По-прежнему не открывая глаз, я наблюдал за тем, как мешки, поднимаемые с пола кабины, появляются на свет. По моему телу снизу вверх распространилось ощущение подъема; я почувствовал, как поднимаются органы у меня внутри. Я наблюдал за тем, как реконструктор-тайт-энд отделяется от очереди у окошка информации и, наблюдая за этим, ощущал себя невесомым, легким и в то же время плотным. Когда он отделялся, плечи его наклонялись так, что левое было немного ниже правого; вот они накренились, подобно крыльям самолета, описали полукруг по воздуху над ковром, а потом снова выпрямились; он же тем временем проскользнул к самому концу очереди, двигаясь параллельно стоящим в ней людям, и направился к двери.
Я резко, со вздохом выдохнул воздух, открыв рот, как человек, вынырнувший из глубины и появившийся на свету, и, когда воздух из меня вырвался, открыл глаза и раскрутил всю сцену, выдохнул на свет и ее. Все вышло в точности как надо, все было на месте, где положено, и вело себя как положено: банк, дорога, линии на ней, фургон. Из дверей появлялся реконструктор-тайт-энд. Затем появлялся и я сам, появлялся из машины и скользил через дорогу к дверям банка, натягивая хоккейную маску, а мое скольжение и натягивание воспроизводили четверо других реконструкторов-грабителей, скользивших из четырех различных положений – с двух сторон двух машин – к одной и той же точке, к одной и той же двери, будто синхронные пловцы, скользящие из углов бассейна к центру, чтобы образовать там некую фигуру.
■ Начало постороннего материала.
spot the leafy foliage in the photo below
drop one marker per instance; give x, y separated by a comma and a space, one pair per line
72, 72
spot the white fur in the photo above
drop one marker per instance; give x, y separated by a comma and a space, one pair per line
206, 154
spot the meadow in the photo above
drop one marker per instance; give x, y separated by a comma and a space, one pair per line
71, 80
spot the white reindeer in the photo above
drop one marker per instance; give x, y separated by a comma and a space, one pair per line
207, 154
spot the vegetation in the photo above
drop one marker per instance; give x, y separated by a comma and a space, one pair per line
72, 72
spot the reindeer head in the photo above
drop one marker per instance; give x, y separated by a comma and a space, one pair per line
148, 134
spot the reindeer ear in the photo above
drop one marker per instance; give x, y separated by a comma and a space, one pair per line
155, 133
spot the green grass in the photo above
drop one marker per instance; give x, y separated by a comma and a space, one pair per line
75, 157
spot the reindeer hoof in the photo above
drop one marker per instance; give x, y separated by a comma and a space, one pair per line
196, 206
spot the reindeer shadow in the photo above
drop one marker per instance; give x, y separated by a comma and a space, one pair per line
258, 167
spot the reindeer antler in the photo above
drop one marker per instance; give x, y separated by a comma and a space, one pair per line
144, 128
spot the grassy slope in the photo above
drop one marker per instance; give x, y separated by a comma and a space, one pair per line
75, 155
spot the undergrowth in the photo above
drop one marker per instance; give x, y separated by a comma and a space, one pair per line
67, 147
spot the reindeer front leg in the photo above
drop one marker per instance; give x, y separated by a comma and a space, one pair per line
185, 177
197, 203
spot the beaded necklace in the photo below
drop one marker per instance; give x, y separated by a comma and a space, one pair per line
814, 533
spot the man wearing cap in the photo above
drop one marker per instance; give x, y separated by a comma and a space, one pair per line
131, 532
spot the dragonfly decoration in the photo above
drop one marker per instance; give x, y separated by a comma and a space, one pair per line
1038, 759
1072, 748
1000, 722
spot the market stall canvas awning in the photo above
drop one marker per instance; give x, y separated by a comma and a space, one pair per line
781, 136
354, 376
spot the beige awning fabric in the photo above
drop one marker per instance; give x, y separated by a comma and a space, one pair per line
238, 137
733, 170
Фигура эта была мне знакома – знакома очень хорошо. Я знал, какая часть куда движется и как меняет форму целое, потоком перемещаясь по земле. Я это создал; я это выдумал. Я наблюдал за всем этим извне, набрасывал и прикидывал сбоку и сзади. Я переносил составляющие и ракурсы действия в Назовы таблицы, на его пирамиды и диаграммы, смотрел, как они собираются и растворяются в струйках пара, поднимающихся от поверхности моей ванны. Я раз за разом занимал свое положение здесь, повсюду перемещался, шагая, поворачиваясь, размахивая, пока каждая моя частичка не поняла на инстинктивном уровне, куда ей двигаться в каждой точке своей траектории. Но с данным моментом ничто из этого сравниться не могло. Когда мы с остальными ворвались в двери, чтобы занять свои места в фаланге, я понял, что нахожусь где-то не здесь; что я добрался до некой камеры, очень хорошо мне знакомой, до отсека, расположенного глубоко внизу, под внешней поверхностью движений и позиций. Я находился в самой середке схемы, сливался с ней, был ее частью, а она тем временем менялась и, в который раз имитируя саму себя, преобразовывалась и начинала становиться настоящей – здесь, сейчас.